HomeHealth CareOnconetix, Ocuvex announce mutual termination of merger agreement

Onconetix, Ocuvex announce mutual termination of merger agreement

Onconetix Inc., a Cincinnati-based commercial-stage biotechnology company focused on innovative solutions for men’s health and oncology, and Ocuvex Therapeutics Inc., a Fort Lee-headquartered company focused on ophthalmic innovation, announced Sept. 26 the mutual termination of their previously announced definitive merger agreement, dated July 16.

After careful consideration and constructive dialogue, both companies have jointly determined that pursuing independent paths is in the best interests of their respective stakeholders. This decision reflects the commitment of Onconetix and Ocuvex to advancing their respective missions and delivering value to patients, partners, and investors.

Anthony Amato, CEO of Ocuvex, said, “The decision to mutually terminate the merger agreement does not impact Ocuvex’s momentum or our commitment to patients. We are excited to announce that Ocuvex has received its New Jersey state pharmaceutical license, and the commercial launch of Omlonti will commence in the coming weeks. Our pipeline continues to advance, and we remain focused on delivering innovative ophthalmic solutions to the market.”

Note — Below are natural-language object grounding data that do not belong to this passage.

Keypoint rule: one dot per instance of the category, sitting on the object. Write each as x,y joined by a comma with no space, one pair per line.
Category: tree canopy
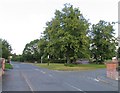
67,34
103,41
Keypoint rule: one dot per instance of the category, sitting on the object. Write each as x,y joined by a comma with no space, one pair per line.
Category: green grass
70,67
8,66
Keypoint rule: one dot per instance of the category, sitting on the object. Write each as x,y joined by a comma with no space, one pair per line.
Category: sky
22,21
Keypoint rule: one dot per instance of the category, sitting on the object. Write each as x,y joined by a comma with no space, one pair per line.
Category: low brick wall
111,70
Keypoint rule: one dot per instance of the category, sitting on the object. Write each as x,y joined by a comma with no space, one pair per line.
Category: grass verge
8,66
70,67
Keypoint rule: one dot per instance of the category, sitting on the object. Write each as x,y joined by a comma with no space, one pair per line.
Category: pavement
27,77
107,80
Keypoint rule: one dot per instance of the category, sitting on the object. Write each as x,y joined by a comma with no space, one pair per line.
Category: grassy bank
70,67
8,66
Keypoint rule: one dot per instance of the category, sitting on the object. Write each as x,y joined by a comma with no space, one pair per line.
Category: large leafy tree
103,41
31,51
67,34
5,48
42,45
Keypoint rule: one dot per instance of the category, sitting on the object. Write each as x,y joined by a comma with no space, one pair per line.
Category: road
27,77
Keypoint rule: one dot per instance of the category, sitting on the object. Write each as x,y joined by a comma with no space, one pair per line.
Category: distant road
26,77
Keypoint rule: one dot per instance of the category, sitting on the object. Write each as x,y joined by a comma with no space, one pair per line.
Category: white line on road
75,88
96,80
43,72
51,75
37,69
28,83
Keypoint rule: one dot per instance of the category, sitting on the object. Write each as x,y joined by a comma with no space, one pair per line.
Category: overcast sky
22,21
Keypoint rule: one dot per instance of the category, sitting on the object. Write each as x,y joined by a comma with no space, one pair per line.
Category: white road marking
96,80
43,72
28,83
78,89
37,69
50,75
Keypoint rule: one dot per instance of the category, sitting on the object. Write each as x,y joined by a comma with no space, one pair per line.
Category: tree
103,42
67,34
6,49
31,51
42,45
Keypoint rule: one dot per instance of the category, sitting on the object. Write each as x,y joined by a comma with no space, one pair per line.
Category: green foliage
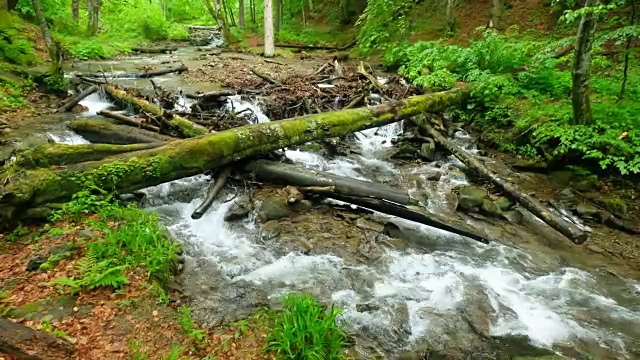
305,329
521,97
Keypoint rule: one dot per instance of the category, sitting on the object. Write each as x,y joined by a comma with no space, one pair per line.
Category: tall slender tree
580,101
269,48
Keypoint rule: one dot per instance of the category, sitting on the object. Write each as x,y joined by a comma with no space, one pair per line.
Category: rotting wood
76,100
183,158
213,192
25,343
127,120
185,126
375,196
571,231
106,132
142,75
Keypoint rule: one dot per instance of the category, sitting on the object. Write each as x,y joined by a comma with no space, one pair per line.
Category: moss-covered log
106,132
177,159
186,127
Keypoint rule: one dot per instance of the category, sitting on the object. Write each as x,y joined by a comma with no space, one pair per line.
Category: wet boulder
240,209
470,198
274,208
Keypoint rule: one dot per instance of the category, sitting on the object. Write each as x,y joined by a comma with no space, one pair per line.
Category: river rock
470,198
490,208
240,209
273,208
504,203
428,150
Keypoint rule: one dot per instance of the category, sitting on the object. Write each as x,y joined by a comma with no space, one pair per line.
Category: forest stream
419,287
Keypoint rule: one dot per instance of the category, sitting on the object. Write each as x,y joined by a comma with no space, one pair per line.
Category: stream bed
442,293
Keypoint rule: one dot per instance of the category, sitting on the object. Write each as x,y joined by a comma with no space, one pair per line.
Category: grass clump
306,329
125,238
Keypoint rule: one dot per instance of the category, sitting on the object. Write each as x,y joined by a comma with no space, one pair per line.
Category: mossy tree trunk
24,188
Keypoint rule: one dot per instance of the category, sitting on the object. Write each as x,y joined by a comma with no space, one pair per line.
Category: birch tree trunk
75,11
581,67
269,48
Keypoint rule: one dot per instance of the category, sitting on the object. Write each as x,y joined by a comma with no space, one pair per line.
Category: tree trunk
241,13
569,230
185,126
627,52
23,342
177,159
278,22
371,195
269,49
581,68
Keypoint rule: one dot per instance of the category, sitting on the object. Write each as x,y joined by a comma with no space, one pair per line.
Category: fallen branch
73,102
186,127
265,77
183,158
106,132
23,342
127,120
571,231
214,190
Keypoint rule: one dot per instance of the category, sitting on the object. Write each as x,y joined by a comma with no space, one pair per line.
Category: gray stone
470,198
513,216
239,209
270,230
428,150
273,208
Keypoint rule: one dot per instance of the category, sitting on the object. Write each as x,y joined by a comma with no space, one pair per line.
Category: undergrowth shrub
521,97
306,329
129,238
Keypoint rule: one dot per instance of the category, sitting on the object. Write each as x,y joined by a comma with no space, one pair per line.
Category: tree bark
23,342
581,67
182,158
75,10
371,195
269,49
73,102
569,230
105,132
186,127
241,13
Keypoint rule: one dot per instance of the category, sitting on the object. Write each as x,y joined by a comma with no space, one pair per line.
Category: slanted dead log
571,231
214,190
73,102
177,159
23,342
106,132
186,127
155,50
142,75
371,195
127,120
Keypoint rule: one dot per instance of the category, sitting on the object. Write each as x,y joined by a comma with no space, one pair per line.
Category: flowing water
440,293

Omlonti is Ocuvex’s prescription eye drop treatment to lower ocular pressure for glaucoma patients.

Andrew Oakley, chairman of the board of Onconetix, added, “Ocuvex is an innovative company with a strong commitment to advancing eye health. Despite our decision to part ways, we are confident that Omlonti will deliver value for patients and the ophthalmic community upon launch and future growth.”

Under terms of the merger agreement, Onconetix was to purchase all of the issued and outstanding equity interests of Ocuvex. Ocuvex equity holders were to receive newly issued shares of Onconetix common stock equal to 90% of the issued and outstanding equity interests in the combined company.

Onconetix shareholders were to retain 10% of the issued and outstanding equity interests in the combined company. The proposed transaction was expected to be completed in the fourth quarter of 2025.